I know that I need to get out more and need more of a life. But when I'm going through a dark spot I have six major comforts or reliefs.
1) Figure Skating - I can't skate worth beans but it almost never fails me when I just need something to get my mind off my sorrow, figure skating does the trick. It just takes me to the competition or event and I feel as if I'm almost apart of it.
2) Music - My number three and four fall into this catorgory and somewhat so does figure skating. But each also play it's own part. I've loved music as long as I can remember. Growing up I did ballet, choir and took piano lessons. I've learned that music is somewhat like thearpy. It just calms me and gives me peace. It takes me anywhere my imagination wants to take me.
3) Josh Groban - His voice is so magical and powerful it's like a dream. A dream I don't want to wake up from. He sings from his heart and you can not just hear the passion in his voice but also feel it. It sends chills up my spine that no other artist has ever been able to do. Plus to me he's smokin' hot!

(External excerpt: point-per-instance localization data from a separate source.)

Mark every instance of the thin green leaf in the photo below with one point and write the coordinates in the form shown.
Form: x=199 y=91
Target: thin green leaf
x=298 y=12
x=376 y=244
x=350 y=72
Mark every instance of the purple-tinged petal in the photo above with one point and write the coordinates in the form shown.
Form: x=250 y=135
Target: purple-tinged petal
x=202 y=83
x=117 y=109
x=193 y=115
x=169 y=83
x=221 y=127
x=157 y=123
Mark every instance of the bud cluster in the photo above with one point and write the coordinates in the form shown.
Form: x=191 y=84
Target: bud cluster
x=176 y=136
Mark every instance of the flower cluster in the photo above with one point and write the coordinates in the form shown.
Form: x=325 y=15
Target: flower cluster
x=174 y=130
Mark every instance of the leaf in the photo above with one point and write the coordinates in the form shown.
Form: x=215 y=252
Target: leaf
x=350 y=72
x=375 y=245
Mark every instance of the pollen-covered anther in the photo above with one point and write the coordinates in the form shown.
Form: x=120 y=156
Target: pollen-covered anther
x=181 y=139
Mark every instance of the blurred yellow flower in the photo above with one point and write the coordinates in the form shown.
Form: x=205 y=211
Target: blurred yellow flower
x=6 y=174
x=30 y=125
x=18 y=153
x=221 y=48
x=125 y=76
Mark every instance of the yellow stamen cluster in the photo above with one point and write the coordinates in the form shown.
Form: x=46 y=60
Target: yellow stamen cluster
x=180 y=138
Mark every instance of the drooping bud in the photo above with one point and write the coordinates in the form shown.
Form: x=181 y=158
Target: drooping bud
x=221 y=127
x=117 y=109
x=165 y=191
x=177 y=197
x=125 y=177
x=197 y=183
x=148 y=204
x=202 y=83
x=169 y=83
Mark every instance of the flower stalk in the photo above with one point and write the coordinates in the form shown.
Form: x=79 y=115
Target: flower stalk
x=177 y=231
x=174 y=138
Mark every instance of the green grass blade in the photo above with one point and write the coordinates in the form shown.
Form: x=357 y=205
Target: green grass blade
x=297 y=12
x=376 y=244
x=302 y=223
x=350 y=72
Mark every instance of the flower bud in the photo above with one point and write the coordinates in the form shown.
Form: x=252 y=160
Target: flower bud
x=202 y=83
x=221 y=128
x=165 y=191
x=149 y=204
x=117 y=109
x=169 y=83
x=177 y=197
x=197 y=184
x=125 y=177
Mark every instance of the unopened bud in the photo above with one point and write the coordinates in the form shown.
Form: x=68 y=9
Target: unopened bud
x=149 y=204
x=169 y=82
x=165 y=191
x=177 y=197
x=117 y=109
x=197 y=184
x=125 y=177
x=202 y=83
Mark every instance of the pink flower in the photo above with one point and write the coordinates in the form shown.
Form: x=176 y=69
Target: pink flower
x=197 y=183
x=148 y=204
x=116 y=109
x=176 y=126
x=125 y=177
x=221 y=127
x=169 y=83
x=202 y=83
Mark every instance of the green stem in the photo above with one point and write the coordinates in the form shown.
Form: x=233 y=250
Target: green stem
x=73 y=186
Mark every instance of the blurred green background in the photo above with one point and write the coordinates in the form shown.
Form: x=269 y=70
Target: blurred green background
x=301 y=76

4) Elvis Presley - In the last six months with everything that I've been having to go through, Elvis has been a major relief. In the last six months I've been tried so strongly and so much that I've felt like I could just crumble. But instead I listen to Elvis or watch one of his movies, concerts or on youtube and see how corny he was and it just cracks me up. When I listen to Elvis I forget about everything. And for that brief moment I have no problems.

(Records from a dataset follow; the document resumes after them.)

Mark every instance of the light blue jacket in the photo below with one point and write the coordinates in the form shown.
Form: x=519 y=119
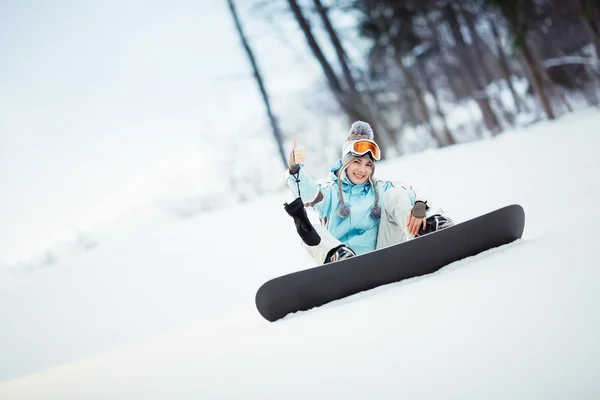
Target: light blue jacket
x=357 y=231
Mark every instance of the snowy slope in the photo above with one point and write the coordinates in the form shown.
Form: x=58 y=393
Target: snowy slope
x=164 y=308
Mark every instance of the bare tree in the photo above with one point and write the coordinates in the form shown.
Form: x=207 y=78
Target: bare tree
x=259 y=80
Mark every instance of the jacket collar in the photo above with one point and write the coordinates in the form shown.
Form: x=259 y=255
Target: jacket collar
x=348 y=186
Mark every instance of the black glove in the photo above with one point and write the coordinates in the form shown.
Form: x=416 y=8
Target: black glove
x=303 y=226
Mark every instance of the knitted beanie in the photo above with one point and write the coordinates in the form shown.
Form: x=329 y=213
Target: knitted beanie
x=359 y=130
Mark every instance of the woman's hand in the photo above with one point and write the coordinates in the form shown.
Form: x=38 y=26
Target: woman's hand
x=297 y=156
x=415 y=224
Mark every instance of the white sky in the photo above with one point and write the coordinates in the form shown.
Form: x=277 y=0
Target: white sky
x=102 y=103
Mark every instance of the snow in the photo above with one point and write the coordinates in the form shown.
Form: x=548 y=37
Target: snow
x=163 y=307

5) Writting - I love writting. As of today I have 19 diaries, 1,730 pages in my life story, over 200 poems and several little short stories that I've written or writting. When I write I get to be that character I'm writting about or I get to put myself in a different situation that maybe I've never been in, and have to figure out what I would do if it was me. Or when I write a poem I can take something from my past and throw in a twist or just get my feelings off my chest. In my diaries and life story I can go back to when things weren't so hard and remember the good life has in store. Or go back when I was struggling and see what I did that helped then and maybe to try to apply it to what I'm going through now.
6) Tigger - I know this one seems a little off beat. And yes I mean Tigger from Winnie the Pooh. I just love him. And when I'm down I just give a little squeeze or cry into is stuffing and I feel better. It's hard to discribe really how Tigger is a relief. He's more like a seurity blanket.